Monday, March 14, 2011
LaTeX in a Nutshell (#1)
Sunday, March 6, 2011
Undocumented ACE_OS::sleep caveats
For those in need of sleep in microseconds, understand that Windows provides no such mechanism.
Intro
Recently, I needed a methodology for setting hertz publication rate on a publisher that would work in both Linux and Windows. The publication rate should be able to go up to mhz at least, which requires a sleep mechanism capable of 1,000,000,00 ns / 1,000,000 == 1,000 ns of precision. Consequently, the sleep would be required to function on a microsecond level.
Tools and methodologies
I decided to stick with the ACE library and specifically use the ACE_OS::sleep(const ACE_Time_Value &) call. On the surface, this should allow us to sleep for microseconds, and it does - with one small caveat: the operating system needs to have a sleep mechanism that is capable of actual us (microsecond) precision.
Problems
In WIN32 mode, the ACE_OS:sleep call uses the ::Sleep method provided by the Windows operating system. Unfortunately, ::Sleep works on millisecond precision. This means that you either blast (e.g. no sleep statement at all), or you can specify a hertz rate of <= 1 khz (1ms of sleep).
Solutions
One potential solution is bursting events and then sleeping for 1ms. The trick to this is to work out a bursting pattern that uses the sleep to sum all the microseconds that should have been done over that period. This isn't modeling exactly what you want, but the alternative is to simply only allow bursting or <= 1khz. In other words, there is no beautiful, portable solution to this that isn't going to cause stress on whatever you are trying to test (bursting is always a worst case for any software library).
Downloads
KaRL Dissemination Test - Tuned to burst mode on Windows and simply sleep for microseconds on POSIX.
Saturday, March 5, 2011
For loops just aren't what they used to be
Intro
My PhD dissertation currently centers around a knowledge and reasoning engine and middleware called KaRL, part of my Madara toolsuite. In a recent paper, I wanted to do some performance testing of the KaRL distributed reasoner, and so I attacked the testing from three vectors: reasoning throughput (the number of rules per second the engine could perform without distributed knowledge), dissemination throughput (the number of rules per second sent over the wire in a LAN), and dissemination latency.
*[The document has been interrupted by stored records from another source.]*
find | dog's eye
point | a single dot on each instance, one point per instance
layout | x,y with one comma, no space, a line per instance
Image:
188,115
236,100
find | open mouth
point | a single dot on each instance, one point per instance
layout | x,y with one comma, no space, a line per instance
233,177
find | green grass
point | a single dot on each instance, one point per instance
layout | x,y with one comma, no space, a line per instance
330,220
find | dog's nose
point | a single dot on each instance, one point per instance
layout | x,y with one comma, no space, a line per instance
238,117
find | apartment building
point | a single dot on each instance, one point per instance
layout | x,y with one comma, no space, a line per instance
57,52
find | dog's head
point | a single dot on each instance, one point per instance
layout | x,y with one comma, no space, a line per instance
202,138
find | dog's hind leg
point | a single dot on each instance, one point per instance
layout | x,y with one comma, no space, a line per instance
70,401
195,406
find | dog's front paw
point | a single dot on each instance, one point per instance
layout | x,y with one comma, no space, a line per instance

To make things more interesting, I decided to form a baseline for reasoning throughput. How about C++ optimal performance with a for loop and reinforcements (e.g. ++var). Oh, and it needs to be portable across Windows and Linux. Easy enough, right?
Problems, Solutions, and More Problems
The first problem on the docket was one of timer precision. I decided to go with ACE_High_Res_Timer, after some unsuccessful and highly error prone usage of the underlying gethrtime. After using the High_Res_Timer class, so it corrects for global scale factor issues between the return values of QueryPerformanceCounter(). So far, so good.
The results on my Linux and Windows machines were right in line with what I expected. Through function inlining, expression tree caching, and various other mechanisms, we are able to efficiently parse KaRL logics at greater than 1 Mhz. However, when I started comparing to my supposed baseline, I discovered that the ACE_High_Res_Timer was reporting that the optimized C++ for loop of ++var was performing at an amazing 60 Ghz to over 1 Thz... on a 2.5 Ghz processor.
What the heck was going on here?
It turns out that modern C++ compilers will completely optimize out for loops if they can. My specific issue, which remains unsolved in a portable manner, was in regards to a for loop with a simple accumulator (var) which is incremented a certain number of times. I had started a timer before the for loop and stopped it after the loop was over, but the assembly language generated from the C++ programs had 0 for loops in the function. In fact, they simply moved the final value that the loop would have had into the var. The timer was effectively reporting the time it took to query the system for the nanosecond precision timers, since the couple of assembly instructions included were not enough to amount to any nanoseconds at all.
Remarks on Known Solutions
In Visual Studio, I was able to circumvent the issue in two ways: first, by using __asym { nop }, which effectively inserts a no-op (an exchange of eax with itself), and second, by using volatile, which means the compiler is not able to optimize at all and can't fully take advantage of registers.
In g++, unfortunately, I was only able to use volatile, which means that if I wanted to test the actual loop, I have to take away every other optimization that the compiler might be able to do.Using volatile turns out to be the only portable thing I could think of. Internet searching seemed to confirm these suspicions. I would think there would be some way to specifically tell each compiler to simply not optimize out for loops in a particular function or file though.
Downloads
Solution, which unfortunately can't get around L3 optimization in g++ and Release mode in Visual Studio.